为了在数字社会中更好地生存发展,各国均重视培养公民的数字素养,并将之视为国民素质教育的重要内容。欧美等发达国家最早开始相关工作,对此已有诸多实践经验。

欧盟在2000年制定了“教育与培训2010计划”(Education & Training 2010 ,简称ET2010),认为数字素养是欧盟公民的8项核心素养之一,并于2011年开始实施“数字素养项目”,发布数字素养框架,发挥引导作用;其教育系统承担了公民数字素养教育的主要工作,将数字素养课程融入各门学科的教学体系之中;图书馆和图书馆协会则负责培养承担教育责任的社会力量[8]。
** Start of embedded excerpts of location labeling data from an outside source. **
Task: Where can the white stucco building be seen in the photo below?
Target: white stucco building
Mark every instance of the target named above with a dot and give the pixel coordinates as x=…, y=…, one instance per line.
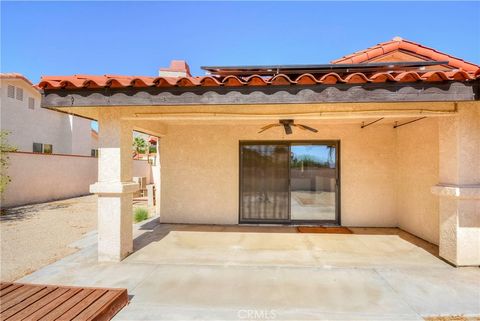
x=35, y=129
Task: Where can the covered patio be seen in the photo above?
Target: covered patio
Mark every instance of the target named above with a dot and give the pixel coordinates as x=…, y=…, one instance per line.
x=191, y=272
x=403, y=125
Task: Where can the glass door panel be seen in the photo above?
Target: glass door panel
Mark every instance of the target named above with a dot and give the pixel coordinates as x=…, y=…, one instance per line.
x=264, y=189
x=313, y=185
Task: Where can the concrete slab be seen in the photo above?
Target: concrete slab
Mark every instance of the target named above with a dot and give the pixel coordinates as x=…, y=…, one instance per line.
x=191, y=273
x=283, y=292
x=438, y=291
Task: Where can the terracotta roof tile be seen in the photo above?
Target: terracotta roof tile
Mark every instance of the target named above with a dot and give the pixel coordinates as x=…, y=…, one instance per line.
x=74, y=82
x=462, y=71
x=14, y=75
x=406, y=45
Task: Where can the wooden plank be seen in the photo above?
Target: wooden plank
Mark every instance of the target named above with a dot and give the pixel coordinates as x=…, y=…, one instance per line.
x=49, y=307
x=82, y=305
x=115, y=306
x=105, y=307
x=7, y=290
x=18, y=296
x=3, y=285
x=42, y=302
x=177, y=96
x=28, y=306
x=67, y=305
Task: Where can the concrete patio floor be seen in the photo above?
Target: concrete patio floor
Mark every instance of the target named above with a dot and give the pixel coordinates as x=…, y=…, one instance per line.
x=183, y=272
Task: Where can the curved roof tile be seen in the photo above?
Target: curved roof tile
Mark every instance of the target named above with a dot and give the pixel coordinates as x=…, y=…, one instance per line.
x=92, y=82
x=407, y=45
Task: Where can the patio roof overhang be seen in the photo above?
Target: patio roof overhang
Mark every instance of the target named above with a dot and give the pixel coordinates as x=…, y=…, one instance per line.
x=420, y=91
美国于2010年提出的“国家宽带计划”(National Broadband Plan)明确地将国家数字素养工程纳入其中,为公民提供廉价的互联网接入服务和免费的数字素养培训,完善政府机构在开展公民数字素养培养工作中的作用;明确教育工作者为主要培养者,相应地,教育系统内举办专题学术会议“数字公民素养峰会”等,并制定数字素养培养标准;号召社会力量广泛参与其中,对政府和教育系统的工作起到积极的补充作用[9-10]。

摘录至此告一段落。